Philippians 2:10-11 10with the result that at the name of Jesus every knee should bow, in heaven and on earth and under the earth, 11and every tongue confess that Jesus Christ is Lord, to the glory of God the Father. 

The result of God’s exaltation of Jesus to the highest place of honor is that everything ever created will acknowledge this honor. The name of the Messiah is now repeated. There is something special about the name Jesus. No one else can truly bear that name with authenticity and power. There were people named Joshua in the ancient world and people named Jesus even today, but they do not bare the same honor and authority as Savior of the world. When the name Jesus is mentioned, it should elicit awe, wonder, and worship.

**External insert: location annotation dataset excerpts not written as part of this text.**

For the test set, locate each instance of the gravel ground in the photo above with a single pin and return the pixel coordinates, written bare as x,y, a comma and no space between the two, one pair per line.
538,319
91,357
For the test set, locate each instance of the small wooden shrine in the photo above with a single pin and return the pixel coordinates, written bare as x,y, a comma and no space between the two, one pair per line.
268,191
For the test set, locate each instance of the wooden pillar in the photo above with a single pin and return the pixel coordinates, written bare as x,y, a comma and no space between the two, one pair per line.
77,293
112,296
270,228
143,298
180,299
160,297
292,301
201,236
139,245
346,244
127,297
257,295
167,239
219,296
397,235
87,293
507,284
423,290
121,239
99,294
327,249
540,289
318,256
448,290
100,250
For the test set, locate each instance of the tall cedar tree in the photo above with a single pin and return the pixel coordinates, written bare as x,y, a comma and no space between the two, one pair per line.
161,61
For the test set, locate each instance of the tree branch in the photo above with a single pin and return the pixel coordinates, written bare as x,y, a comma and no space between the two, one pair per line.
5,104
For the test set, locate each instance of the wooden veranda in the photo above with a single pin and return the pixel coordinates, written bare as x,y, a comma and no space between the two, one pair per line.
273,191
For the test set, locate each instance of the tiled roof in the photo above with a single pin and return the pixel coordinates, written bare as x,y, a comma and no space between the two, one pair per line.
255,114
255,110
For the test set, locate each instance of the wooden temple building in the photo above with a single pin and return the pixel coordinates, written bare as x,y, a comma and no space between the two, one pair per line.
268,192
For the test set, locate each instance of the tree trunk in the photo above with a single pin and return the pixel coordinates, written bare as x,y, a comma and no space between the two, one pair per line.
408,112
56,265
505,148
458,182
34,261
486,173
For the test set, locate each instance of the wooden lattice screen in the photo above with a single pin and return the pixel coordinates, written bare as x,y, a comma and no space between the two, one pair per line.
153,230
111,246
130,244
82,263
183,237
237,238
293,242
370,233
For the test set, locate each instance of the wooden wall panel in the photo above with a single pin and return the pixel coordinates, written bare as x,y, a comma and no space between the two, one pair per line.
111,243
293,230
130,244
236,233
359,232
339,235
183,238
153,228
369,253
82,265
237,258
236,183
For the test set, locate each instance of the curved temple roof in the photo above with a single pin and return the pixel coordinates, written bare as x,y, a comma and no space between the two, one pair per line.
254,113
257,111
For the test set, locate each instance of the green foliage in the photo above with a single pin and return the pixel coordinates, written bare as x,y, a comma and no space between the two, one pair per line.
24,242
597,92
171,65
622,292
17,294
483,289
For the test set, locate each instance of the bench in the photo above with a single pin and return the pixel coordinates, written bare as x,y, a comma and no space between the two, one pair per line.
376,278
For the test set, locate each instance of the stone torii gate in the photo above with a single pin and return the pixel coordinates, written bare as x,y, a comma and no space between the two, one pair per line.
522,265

There is a time bound and timeless aspect to these verses. People can acknowledge the lordship of Jesus now, in this lifetime, and so receive eternal life, or they can refuse this and be forced to acknowledge this in eternity. There is no compromise in Paul’s statement.The three location descriptions implies that this acknowledgement will take place at judgment. Jesus will be the judge that people will stand before on the day of the reckoning (Romans 2:16; 2 Timothy 4:1). At that point, every tongue will confess and acknowledge Jesus Christ is Lord. The verse does not say enough to determine what in heaven and on earth and under the earth all mean. This may simply be an exhaustive statement that means all people, both living and dead, will confess Jesus’ supremacy.

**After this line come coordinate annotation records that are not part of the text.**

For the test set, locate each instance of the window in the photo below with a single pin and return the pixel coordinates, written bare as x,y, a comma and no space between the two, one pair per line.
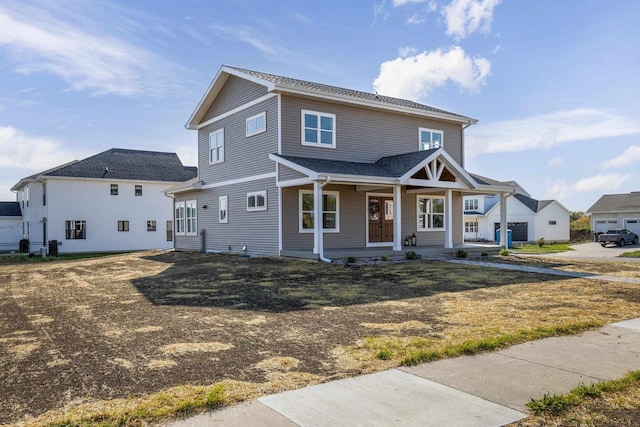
318,129
179,218
330,216
430,213
471,205
256,124
169,231
223,209
429,139
216,146
75,230
192,216
257,201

To confess Jesus Christ as Lord is significant. The description Lord (kyrios) is used for God’s divine name in the Septuagint, the Old Testament Greek translation. It would be significant for a Jew to make this confession. In the Greek speaking world, there were many “masters,” from local householders all the way to the emperor. People were charged to say the statement, “Caesar is Lord.” Christians could not in good faith make this confession and as a result, suffered persecution, imprisonment, and even martyrdom. This confession was central to early Christian faith. Paul wrote, “If you declare with your mouth that Jesus is Lord and believe in your heart that God raised him from the dead, you will be saved” (Romans 10:9). A person can say this only because of the work of the Holy Spirit who brings God’s grace to our dead spirits (1 Corinthians 12:3).

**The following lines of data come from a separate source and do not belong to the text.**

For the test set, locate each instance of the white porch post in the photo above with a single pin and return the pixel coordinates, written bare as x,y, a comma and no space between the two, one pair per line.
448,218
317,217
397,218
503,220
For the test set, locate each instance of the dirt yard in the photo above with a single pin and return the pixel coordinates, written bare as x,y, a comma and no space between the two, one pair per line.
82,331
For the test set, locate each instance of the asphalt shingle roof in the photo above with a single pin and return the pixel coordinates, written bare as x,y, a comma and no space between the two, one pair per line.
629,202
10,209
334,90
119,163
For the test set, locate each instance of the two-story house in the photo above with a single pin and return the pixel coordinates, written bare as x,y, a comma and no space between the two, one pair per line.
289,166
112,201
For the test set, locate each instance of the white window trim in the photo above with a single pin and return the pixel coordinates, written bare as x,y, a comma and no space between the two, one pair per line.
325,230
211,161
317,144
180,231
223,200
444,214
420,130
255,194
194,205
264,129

To confess (exomologēsētai) requires outward acknowledgement of an internal belief. However, this must be more than a movement of the voice and mouth. It must come from the deepest recesses of our being. It will require that we put Jesus as supreme in our lives. We must come to the point, like Paul, as say, “to live is Christ” (Philippians 1:21). This was the most basic need of the Philippian church. If they would begin here, everything else they faced and all the decisions they had to make would fall into place. Their priorities would line up with God’s priorities. To acknowledge the supremacy of Christ will bring glory to God the Father. It would accept God’s plan of salvation. We have been created for this very purpose. We will find our greatest fulfillment in making Jesus our Lord and Savior. This is both the beginning and end of our existence.